0

So I have some simple code that is using multithreading. It's working just fine however I'm noticing that the threads aren't being destroyed after returning the values since everytime the script runs, the Thread number in console goes up and the RAM being used also goes up after the script is done processing (which implies that something was left running after the script was done processing).

After researching this, this, this and this, I've noticed that my threads are probably aren't joining (?) since my script never prints "Threads Destroyed". Can anyone suggest what could be going wrong?

if __name__ == "__main__":
def run_selenium1(a, b, c, d, e):
    
    @st.cache_data(show_spinner=False)
    def get_links(i, resumeContent):
        #stufff happens
            for something1, something2, something3, something4, something5, something6, something7 in zip(Final_Something1, Final_Something2, Final_Something3, Final_Something4, Final_Something5, Final_Something6, Final_Something7):
                Final_Array.append((something1, something2, something3, something4, something5, something6, something7))
            driver.close()
            driver.quit()
        except:
            driver.close()
            driver.quit()


    with webdriver.Chrome(service=Service(ChromeDriverManager().install()), options=options) as driver:
        try:
           #links are obtained
        except:
            driver.close()
            driver.quit()

    threads = []
    for i in links:
        t = threading.Thread(target=get_links, args=(i, Content))
        t.daemon = True
        threads.append(t)
        t.start()
    for t in threads:
        t.join()
        print("Threads destroyed") #<---- this isn't printed

EDit: After Eureka's answer I get this:

    Starting thread 0

Starting thread 1

Starting thread 2

Starting thread 3

Starting thread 4

Starting thread 5

Starting thread 6

Starting thread 7

Starting thread 8

Starting thread 9

Starting thread 10

Starting thread 11

Starting thread 12

Starting thread 13

Starting thread 14

Starting thread 15

Starting thread 16

Starting thread 17

Starting thread 18

Starting thread 19

Starting thread 20

Starting thread 21

Starting thread 22

Starting thread 23

Starting thread 24

Total number of threads was 25

Trying to Join thread # 0

Joined thread # 0

Trying to Join thread # 1

Joined thread # 1

Trying to Join thread # 2

Joined thread # 2

Trying to Join thread # 3

Joined thread # 3

Trying to Join thread # 4

Joined thread # 4

Trying to Join thread # 5

Joined thread # 5

Trying to Join thread # 6

Joined thread # 6

Trying to Join thread # 7

Joined thread # 7

Trying to Join thread # 8

Joined thread # 8

Trying to Join thread # 9

Joined thread # 9

Trying to Join thread # 10

Joined thread # 10

Trying to Join thread # 11

Joined thread # 11

Trying to Join thread # 12

Joined thread # 12

Trying to Join thread # 13

Joined thread # 13

Trying to Join thread # 14

Joined thread # 14

Trying to Join thread # 15

Joined thread # 15

Trying to Join thread # 16

Joined thread # 16

Trying to Join thread # 17

Joined thread # 17

Trying to Join thread # 18

Joined thread # 18

Trying to Join thread # 19

Joined thread # 19

Trying to Join thread # 20

Joined thread # 20

Trying to Join thread # 21

Joined thread # 21

Trying to Join thread # 22

Joined thread # 22

Trying to Join thread # 23

Joined thread # 23

Trying to Join thread # 24

Joined thread # 24

All threads have now been joined

                                                                                                                                                    
alex
  • 118
  • 1
  • 6
  • Why do you set the daemon flag on threads that your main thread `join()`s?

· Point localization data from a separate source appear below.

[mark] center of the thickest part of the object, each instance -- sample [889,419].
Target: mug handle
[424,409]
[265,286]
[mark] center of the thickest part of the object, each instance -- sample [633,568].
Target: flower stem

It creates the illusion that you aren't quite sure how the threads are supposed to terminate. – Solomon Slow Feb 26 '23 at 02:38
  • @SolomonSlow Not sure what you mean by that. Are you saying I shouldn't demonize that? I did that so they are destroyed once the main thread finishes. I might've misunderstood how deamonzing works :/ – alex Feb 26 '23 at 02:48
  • The only reason for setting `t.daemon=True` is to let the thread be automatically killed at the end of the program. (Where, "end of the program" means the death of the last non-daemon thread.) But any thread that you `join()` from the main thread cannot live long enough to be automatically killed because it has to die before the `join()` call can return, and the automatic killing of daemon threads cannot happen before the main thread ends. – Solomon Slow Feb 26 '23 at 03:06
  • @SolomonSlow Gotchu. so are you suggesting removing `daemon` will let the threds die and hence help in not persisting in memory? – alex Feb 26 '23 at 03:08
  • I'm suggesting that you remove `t.daemon=True` because it serves no purpose in your program. Removing it will _not_ change how your program behaves. As a rule of thumb, removing lines of code that serve no purpose in a program _always_ is a good idea. It makes your program that much smaller (that much easier to read and understand,) and it biases other programmers toward belief that you understand what you are doing. – Solomon Slow Feb 26 '23 at 03:13

1 Answers1

1

Perhaps it is not printing "Threads destroyed" because the (first) thread is not finishing?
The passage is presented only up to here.